## Agile Hardware Design
***
# Functional Programming (continued)

## Prof. Scott Beamer
### sbeamer@ucsc.edu

## [CSE 293](https://classes.soe.ucsc.edu/cse293/Winter22/)

## Plan for Today

* reduce + fold
* Scala type signatures
* zipWithIndex
* FP considerations

## Loading The Chisel Library Into a Notebook

In [None]:
val path = System.getProperty("user.dir") + "/../resource/chisel_deps.sc"
interp.load.module(ammonite.ops.Path(java.nio.file.FileSystems.getDefault().getPath(path)))

In [None]:
import chisel3._
import chisel3.util._
import chisel3.tester._
import chisel3.tester.RawTester.test

## Motivation for `reduce` and `fold`

* In the last lecture, we applied a function to each element (e.g. `map`, `foreach`, `zip`)
  * Resulting collection (if there is one), has same size as input collection

* What about if we want to combine things (collapse)?

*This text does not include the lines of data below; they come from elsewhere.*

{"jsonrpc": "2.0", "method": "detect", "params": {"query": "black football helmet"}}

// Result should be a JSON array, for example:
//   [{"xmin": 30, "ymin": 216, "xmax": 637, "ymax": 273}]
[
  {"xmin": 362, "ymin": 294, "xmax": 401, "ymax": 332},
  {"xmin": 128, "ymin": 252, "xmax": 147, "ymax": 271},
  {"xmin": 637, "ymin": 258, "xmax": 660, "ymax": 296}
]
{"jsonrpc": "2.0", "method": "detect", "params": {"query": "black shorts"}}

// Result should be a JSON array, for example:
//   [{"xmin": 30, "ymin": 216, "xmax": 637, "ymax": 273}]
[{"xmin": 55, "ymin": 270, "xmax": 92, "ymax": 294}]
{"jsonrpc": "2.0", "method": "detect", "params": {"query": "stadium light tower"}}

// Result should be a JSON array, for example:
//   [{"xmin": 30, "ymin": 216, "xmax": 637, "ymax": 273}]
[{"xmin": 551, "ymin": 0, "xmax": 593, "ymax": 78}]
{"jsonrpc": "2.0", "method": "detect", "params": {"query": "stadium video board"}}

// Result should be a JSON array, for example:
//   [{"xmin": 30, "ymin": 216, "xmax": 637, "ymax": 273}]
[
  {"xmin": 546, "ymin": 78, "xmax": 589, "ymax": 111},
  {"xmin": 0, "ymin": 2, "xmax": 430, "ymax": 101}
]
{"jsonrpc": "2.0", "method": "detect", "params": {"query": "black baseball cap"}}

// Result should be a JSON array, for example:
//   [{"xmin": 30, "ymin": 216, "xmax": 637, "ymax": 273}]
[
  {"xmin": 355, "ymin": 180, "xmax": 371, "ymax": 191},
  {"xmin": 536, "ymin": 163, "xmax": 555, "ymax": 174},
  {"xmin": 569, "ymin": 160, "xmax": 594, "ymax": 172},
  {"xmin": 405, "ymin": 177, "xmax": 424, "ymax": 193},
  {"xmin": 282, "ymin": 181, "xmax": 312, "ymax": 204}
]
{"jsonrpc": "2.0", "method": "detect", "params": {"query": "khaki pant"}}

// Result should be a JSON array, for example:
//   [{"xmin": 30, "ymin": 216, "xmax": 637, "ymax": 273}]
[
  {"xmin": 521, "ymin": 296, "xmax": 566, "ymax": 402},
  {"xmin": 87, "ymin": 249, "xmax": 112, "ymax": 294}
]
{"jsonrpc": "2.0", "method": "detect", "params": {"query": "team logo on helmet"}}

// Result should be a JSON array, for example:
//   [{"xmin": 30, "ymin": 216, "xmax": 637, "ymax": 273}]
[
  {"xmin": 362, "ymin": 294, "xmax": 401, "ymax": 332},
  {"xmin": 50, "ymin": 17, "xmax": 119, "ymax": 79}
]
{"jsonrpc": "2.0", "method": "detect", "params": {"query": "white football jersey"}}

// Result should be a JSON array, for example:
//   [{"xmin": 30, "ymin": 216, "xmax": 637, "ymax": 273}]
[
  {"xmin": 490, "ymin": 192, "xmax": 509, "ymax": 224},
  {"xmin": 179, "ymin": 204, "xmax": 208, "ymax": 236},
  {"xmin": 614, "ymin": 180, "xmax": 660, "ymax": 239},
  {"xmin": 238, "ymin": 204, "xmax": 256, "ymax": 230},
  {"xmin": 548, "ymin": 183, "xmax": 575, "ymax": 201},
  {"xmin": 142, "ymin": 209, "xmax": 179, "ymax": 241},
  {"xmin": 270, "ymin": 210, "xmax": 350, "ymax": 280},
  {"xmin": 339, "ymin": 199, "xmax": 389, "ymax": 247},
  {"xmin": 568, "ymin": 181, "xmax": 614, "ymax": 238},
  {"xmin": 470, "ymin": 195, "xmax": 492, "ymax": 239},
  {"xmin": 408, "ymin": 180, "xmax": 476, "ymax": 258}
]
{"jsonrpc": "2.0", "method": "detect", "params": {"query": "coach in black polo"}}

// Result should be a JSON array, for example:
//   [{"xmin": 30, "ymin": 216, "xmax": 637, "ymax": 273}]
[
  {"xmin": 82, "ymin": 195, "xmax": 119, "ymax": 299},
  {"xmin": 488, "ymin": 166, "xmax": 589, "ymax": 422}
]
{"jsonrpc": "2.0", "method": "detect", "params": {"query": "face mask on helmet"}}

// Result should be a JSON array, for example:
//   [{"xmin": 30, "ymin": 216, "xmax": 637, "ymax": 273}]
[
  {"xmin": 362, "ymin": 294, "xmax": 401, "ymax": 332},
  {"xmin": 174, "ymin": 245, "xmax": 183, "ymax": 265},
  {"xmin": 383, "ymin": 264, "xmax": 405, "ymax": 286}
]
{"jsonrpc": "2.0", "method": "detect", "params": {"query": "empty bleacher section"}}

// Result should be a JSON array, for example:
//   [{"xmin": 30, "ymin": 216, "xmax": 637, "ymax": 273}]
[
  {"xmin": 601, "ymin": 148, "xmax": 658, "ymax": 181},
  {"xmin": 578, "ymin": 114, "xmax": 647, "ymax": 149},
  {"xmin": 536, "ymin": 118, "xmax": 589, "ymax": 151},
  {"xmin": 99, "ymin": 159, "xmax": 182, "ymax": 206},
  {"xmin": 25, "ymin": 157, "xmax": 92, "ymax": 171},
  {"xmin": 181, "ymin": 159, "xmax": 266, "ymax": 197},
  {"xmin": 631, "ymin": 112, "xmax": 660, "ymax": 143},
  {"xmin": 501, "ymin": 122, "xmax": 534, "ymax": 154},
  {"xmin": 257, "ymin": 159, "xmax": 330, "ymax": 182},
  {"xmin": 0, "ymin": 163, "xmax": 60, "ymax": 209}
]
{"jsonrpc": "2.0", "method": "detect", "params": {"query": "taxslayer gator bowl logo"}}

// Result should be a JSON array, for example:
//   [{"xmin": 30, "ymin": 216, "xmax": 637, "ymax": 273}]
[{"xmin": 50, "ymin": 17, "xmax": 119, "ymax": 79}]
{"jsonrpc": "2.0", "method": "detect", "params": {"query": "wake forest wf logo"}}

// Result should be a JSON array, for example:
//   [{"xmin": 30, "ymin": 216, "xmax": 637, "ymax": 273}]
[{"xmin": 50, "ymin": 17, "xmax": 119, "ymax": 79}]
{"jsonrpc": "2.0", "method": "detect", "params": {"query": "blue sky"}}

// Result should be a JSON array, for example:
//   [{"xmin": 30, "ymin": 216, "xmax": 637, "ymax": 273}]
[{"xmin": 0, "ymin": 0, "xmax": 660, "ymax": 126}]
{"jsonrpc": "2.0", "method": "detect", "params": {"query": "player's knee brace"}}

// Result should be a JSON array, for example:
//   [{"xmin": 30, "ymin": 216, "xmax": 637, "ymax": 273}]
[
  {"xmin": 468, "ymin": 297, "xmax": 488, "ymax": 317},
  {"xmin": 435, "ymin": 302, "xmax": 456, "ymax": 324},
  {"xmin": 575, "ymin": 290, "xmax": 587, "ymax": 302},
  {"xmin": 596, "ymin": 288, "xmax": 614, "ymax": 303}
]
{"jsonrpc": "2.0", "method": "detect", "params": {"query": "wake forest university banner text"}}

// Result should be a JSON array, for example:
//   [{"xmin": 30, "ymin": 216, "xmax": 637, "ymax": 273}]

* How do we gracefully handle collapsing with an empty collection?

## Scala `reduce`

* Given a binary operator, it applies it on collection until down to one element

* Can use the placeholder syntax to have concise expressions

In [None]:
val l = Seq(0,1,2,3,4,5)
l reduce { _ + _ }
l.reduce{(a,b) => a+b}

val squares = l map { i => i*i }
val sumOfSquares = squares reduce { _ + _ }
l map { i => i*i } reduce { _ + _ }

## Tweaking Our Arbiter with FP (1/2) - original

In [None]:
class MyArb(numPorts: Int, n: Int) extends Module {
    val io = IO(new Bundle {
        val req = Flipped(Vec(numPorts, Decoupled(UInt(n.W))))
        val out = Decoupled(UInt(n.W))
    })
    require (numPorts > 0)
    val inValids = Wire(Vec(numPorts, Bool()))
    val inBits   = Wire(Vec(numPorts, UInt(n.W)))
    val chosenOH = PriorityEncoderOH(inValids)
    for (p <- 0 until numPorts) {
        io.req(p).ready := chosenOH(p) && io.out.fire
        inValids(p) := io.req(p).valid
        inBits(p) := io.req(p).bits
    }
    io.out.valid := inValids.asUInt.orR
    io.out.bits := Mux1H(chosenOH, inBits)
}

## Tweaking Our Arbiter with FP (2/2) - with FP + reduce

In [None]:
class MyArb(numPorts: Int, n: Int) extends Module {
    val io = IO(new Bundle {
        val req = Flipped(Vec(numPorts, Decoupled(UInt(n.W))))
        val out = Decoupled(UInt(n.W))
    })
    require (numPorts > 0)
    val inValids = io.req map { _.valid }
//     io.out.valid := VecInit(inValids).asUInt.orR
    io.out.valid := inValids reduce { _ || _ }
    val chosenOH = PriorityEncoderOH(inValids)
    io.out.bits := Mux1H(chosenOH, io.req map { _.bits })
    io.req.zip(chosenOH) foreach { case (i, c) => i.ready := c && io.out.fire}
}

## How Do You Reduce on 0 Elements?

* What should `reduce` return when the collection has 0 elements?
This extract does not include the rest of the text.